Carcassman, I understand why you are making this statement about steelhead losing productivity very rapidly based on results primarily from the Hood River studies by Araki and Blouin, and Cooper. Based on their life history, I suspect that they might be more susceptible to hatchery domestication in comparison to other species. I would however suggest taking another very close those papers, before saying that there is overwhelming evidence of loss of fitness in a single generation. The two papers that I am suggesting that you take a closer look at would be the 2007 Science article, “Genetic Effects of Captive Breeding Cause a Rapid Cumulative Fitness Decline in the Wild” (along with the supporting on-line material for that article) and the 10 June 2009, Biology Letters in the Royal Society Journal, “Carry-over effect of captive breeding reduces reproductive fitness of wild-born descendants in the wild.” In particular you should look at the statistical tests and the results of those statistics which suggest a different conclusion to me. Both of these are cited regularly to come to the same conclusion you put forward in your post. However, their results (as opposed to the conclusion reached particularly in their summaries) indicate something different to me.

Specifically in the 2007 Science article, if you look at Table 2B on page 102 or the journal, you will see that the point estimate of relative reproductive success (RRS) for 1st generation captive reared fish for all study years combined (1995 – 2000) is 0.85 (relative to wild fish). This is the result cited by some to show 1st generation loss, however, if you look at the confidence intervals around that point estimate you will see that they included 1.0, the value for wild fish. Based on what I had to learn to even get out of undergraduate quantitative sciences, the conclusion in this case should be that the reproductive success of 1st generation hatchery fish was indistinguishable from that of wild fish, the same conclusion that they reached in their first two papers published in Conservation Biology in 2007, albeit with fewer return years. The fact that the report does not make that clear, even though (as stated in their supporting on-line material) the authors chose the test “with the maximal power to detect lower fitness of captive-bred fish,” is a bit of a concern for me. Let me put it simply: The authors chose a test most likely to identify a statistical difference. They found no statistical difference in the first generation, but went on in the paper, and particularly the summary (abstract) as if they had. In my experience, I would certainly call this at least bad writing. If the cynical me came out a bit, I might even call it bad science. That is too bad, because there is at least one very clear conclusion from this paper. That is that there is a very significant loss of fitness with the 2nd generation of captive rearing. In this case, the point estimate of RRS was 0.31 (P<0.001), significantly different than wild fish. This result alone should be a clear warning as to how to select broodstock when developing integrated hatchery programs for steelhead.
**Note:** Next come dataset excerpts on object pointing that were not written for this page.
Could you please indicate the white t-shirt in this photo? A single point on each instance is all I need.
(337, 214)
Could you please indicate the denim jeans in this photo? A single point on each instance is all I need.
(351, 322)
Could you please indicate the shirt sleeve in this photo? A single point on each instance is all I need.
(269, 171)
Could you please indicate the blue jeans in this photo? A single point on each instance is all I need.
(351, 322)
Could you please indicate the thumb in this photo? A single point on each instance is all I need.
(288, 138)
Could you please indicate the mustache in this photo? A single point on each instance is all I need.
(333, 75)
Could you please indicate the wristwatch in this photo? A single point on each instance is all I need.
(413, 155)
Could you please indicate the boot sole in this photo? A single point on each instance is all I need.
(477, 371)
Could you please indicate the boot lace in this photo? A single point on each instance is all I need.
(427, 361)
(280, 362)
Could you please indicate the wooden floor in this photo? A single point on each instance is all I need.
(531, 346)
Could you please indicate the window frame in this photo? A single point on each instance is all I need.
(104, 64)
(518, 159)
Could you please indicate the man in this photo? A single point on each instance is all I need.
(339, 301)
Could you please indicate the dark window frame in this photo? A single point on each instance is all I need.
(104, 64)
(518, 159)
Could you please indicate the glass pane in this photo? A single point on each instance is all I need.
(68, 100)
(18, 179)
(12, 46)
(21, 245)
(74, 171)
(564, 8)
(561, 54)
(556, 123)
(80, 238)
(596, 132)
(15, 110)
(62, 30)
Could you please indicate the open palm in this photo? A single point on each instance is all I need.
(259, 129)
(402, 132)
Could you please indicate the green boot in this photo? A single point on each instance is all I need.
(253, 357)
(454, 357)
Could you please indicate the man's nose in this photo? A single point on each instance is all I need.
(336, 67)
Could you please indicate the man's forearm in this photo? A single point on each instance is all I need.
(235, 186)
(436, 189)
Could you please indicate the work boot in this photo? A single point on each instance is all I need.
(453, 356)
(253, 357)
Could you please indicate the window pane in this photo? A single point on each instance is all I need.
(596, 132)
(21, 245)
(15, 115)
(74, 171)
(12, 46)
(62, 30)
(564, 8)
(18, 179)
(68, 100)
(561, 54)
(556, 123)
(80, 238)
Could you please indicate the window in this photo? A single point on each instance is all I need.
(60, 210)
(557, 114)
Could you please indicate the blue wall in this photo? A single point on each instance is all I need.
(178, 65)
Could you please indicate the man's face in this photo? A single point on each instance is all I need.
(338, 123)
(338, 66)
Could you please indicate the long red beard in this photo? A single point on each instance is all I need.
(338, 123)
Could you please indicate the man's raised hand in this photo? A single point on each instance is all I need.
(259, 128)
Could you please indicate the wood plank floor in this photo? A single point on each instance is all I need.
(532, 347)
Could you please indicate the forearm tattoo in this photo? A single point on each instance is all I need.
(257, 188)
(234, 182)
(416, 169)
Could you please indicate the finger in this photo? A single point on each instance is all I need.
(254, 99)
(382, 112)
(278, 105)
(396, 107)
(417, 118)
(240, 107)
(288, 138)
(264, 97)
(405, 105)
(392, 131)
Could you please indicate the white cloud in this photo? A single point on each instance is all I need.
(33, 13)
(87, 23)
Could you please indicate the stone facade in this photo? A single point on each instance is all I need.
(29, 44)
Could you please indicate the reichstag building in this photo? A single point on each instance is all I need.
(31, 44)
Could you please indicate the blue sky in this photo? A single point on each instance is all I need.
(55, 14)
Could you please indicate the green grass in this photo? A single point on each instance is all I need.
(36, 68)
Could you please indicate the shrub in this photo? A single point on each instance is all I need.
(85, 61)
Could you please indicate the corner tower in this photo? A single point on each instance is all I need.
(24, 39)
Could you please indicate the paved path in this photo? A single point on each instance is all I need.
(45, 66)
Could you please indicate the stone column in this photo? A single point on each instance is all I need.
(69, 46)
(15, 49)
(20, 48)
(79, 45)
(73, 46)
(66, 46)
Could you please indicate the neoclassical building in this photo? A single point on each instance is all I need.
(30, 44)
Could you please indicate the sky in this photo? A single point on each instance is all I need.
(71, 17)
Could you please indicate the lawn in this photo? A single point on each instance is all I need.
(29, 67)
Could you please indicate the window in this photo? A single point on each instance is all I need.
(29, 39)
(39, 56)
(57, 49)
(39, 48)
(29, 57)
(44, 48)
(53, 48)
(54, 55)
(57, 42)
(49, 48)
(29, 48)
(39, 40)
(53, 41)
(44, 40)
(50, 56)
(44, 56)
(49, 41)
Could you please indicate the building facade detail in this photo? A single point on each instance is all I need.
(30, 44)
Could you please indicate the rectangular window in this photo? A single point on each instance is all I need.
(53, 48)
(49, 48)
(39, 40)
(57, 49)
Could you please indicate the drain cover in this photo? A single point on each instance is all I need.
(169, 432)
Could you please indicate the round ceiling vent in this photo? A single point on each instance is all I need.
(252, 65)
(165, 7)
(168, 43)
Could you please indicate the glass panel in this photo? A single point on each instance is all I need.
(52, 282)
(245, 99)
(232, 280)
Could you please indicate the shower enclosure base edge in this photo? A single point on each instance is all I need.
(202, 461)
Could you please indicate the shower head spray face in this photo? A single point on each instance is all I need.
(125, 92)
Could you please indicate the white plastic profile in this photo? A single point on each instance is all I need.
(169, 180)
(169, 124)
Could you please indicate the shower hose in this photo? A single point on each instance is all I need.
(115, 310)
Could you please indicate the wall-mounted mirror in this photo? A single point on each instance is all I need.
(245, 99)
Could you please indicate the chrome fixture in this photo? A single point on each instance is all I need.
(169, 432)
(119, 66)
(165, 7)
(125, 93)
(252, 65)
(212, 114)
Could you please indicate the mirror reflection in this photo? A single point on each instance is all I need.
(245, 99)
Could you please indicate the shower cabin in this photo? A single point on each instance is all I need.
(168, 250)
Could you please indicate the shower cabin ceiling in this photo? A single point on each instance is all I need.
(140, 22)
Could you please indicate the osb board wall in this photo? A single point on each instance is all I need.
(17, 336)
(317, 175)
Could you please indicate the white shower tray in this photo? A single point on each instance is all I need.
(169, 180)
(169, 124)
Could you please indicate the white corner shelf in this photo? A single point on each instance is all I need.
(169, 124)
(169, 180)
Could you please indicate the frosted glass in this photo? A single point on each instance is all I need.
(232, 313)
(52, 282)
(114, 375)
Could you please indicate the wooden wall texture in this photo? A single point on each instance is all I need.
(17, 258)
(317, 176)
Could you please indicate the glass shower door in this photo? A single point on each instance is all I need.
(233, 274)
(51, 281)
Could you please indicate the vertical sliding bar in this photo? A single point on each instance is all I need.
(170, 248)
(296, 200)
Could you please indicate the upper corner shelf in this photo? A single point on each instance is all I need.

In the second study (the 2009 Biology letters), the authors looked at the RRS of naturally spawning fish that had one captive-bred parent and two captive-bred parents. The point estimates for RRS were 87.1% (1 captive-bred parent) and 37% (2 captive-bred parents). In this case the result for one captive-bred parent was non-significant (P = .414), but the results for two captive-bred parents was significant (P = .006). Using these results the authors, in their abstract, concluded a loss of fitness for both groups and “a significant carry-over effect of captive breeding which has negative influence on the size of the wild population in the generation after supplementation” even though the authors themselves note on page 2 of their paper that the difference for fish with one captive-bred parent was not significant. Call me crazy if you will, but with these results, I would have concluded that the RRS of fish with one captive-bred parent was indistinguishable from fish with both wild parents, but that there was a clear reduction of RRS when fish with two hatchery-bred parents spawned naturally. That risk would need to be looked at more carefully when contemplating a hatchery program.

The results that I have summarized here are taken straight from the papers of these authors, and I have told you what I have concluded. Because of this, I would not be willing to state conclusively what you stated above. What I will say, is that based on what I see of the results is that in these studies there was a clear loss of fitness when naturally spawning fish had been in the hatchery for two generations and also that the RRS of offspring of fish that had two parents go through a hatchery was significantly less than wild fish. I can’t come to the other conclusions of the authors, and therefore, cannot conclude the dire consequences suggested by them.

I’ll leave it up to you as far as what you want to conclude, but again, I suggest looking at all the papers by these authors a bit more carefully. Don’t get me wrong. The results from these studies have to be considered and need to be understood better. People contemplating starting integrated hatchery programs, particularly for steelhead, absolutely need to be aware of the significant outcomes of these studies. However, I think it is also really important to see researchers attempting to tease out the factors that could be causing these results rather than making large scale conclusions based on them. I am pleased to see this happening.